République Française

Au nom du Peuple Français

COUR D'APPEL DE DOUAI

TROISIEME CHAMBRE

ARRÊT DU 04/04/2024

****

N° de MINUTE : 24/120

N° RG 23/01663 - N° Portalis DBVT-V-B7H-U24A

Jugement (N° 20/00705) rendu le 20 Janvier 2022 par le tribunal judiciaire de Douai

APPELANTE

SA Allianz Iard représentée par ses dirigeants légaux domiciliés en cette qualité audit siège

[Adresse 1]

[Adresse 1]

Représentée par Me Bruno Bufquin, avocat au barreau de Douai, avocat constitué

INTIMÉ

Monsieur [S] [T]

né le [Date naissance 2] 1985 à [Localité 6]

de nationalité Française

[Adresse 3]

[Adresse 3]

Représenté par Me Caroline Follet, avocat au barreau de Lille, avocat constitué, assisté de Me Aurélien Boudeweel, avocat au barreau de Lille, avocat plaidant

DÉBATS à l'audience publique du 10 janvier 2024 tenue par Yasmina Belkaid magistrat chargé d'instruire le dossier qui, a entendu seul(e) les plaidoiries, les conseils des parties ne s'y étant pas opposés et qui en a rendu compte à la cour dans son délibéré (article 805 du code de procédure civile).

Les parties ont été avisées à l'issue des débats que l'arrêt serait prononcé par sa mise à disposition au greffe

GREFFIER LORS DES DÉBATS :Harmony Poyteau

COMPOSITION DE LA COUR LORS DU DÉLIBÉRÉ

Guillaume Salomon, président de chambre

Claire Bertin, conseiller

Yasmina Belkaid, conseiller

ARRÊT CONTRADICTOIRE prononcé publiquement par mise à disposition au greffe le 4 avril 2024 après prorogation en date du 21 mars 2024 (date indiquée à l'issue des débats) et signé par Guillaume Salomon, président et Harmony Poyteau, greffier, auquel la minute a été remise par le magistrat signataire.

ORDONNANCE DE CLÔTURE DU : 6 novembre 2023

****

EXPOSE DU LITIGE

M. [S] [T] est propriétaire d'un immeuble situé [Adresse 4], assuré auprès de la société Allianz Iard.

Cet immeuble a été endommagé à la suite d'un incendie survenu le 13 juin 2018.

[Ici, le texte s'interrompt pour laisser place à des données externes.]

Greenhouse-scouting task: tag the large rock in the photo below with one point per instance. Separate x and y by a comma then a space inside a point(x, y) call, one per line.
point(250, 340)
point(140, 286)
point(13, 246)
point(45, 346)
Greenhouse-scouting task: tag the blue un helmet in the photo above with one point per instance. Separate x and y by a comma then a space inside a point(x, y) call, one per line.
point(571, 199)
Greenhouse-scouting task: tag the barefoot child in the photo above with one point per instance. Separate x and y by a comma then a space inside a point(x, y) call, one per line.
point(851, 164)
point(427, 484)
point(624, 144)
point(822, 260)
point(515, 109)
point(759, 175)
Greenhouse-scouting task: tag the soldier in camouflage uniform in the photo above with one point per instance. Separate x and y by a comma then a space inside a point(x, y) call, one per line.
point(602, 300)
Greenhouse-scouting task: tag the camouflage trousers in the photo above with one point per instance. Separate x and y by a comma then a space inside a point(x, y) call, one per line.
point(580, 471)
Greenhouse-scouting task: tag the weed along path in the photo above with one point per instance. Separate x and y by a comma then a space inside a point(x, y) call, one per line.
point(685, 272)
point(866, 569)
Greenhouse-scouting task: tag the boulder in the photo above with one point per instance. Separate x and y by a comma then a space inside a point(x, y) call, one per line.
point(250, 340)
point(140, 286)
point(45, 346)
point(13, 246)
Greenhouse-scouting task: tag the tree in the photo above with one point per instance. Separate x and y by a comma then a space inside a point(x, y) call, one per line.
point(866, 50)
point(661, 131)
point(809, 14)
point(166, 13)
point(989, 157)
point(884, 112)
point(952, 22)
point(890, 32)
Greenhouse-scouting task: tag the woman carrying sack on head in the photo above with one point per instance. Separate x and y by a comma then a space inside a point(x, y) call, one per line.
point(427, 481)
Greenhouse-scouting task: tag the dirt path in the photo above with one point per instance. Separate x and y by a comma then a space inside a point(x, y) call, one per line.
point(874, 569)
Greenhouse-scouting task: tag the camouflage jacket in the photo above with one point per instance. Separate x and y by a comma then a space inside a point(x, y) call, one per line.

M. [T] a demandé à son assureur la prise en charge du sinistre, en vain.

Par acte, du 11 juin 2020, il a donc fait assigner la société Allianz Iard aux fins d'indemnisation de son préjudice.

Par un jugement du 20 janvier 2022, le tribunal judiciaire de Douai a :

condamné la société Allianz Iard à verser à M. [S] [T] la somme de 188 644 euros en application du contrat d'assurance

rejeté les demandes d'indemnisation au titre du préjudice moral et de la résistance abusive formulées par M. [S] [T]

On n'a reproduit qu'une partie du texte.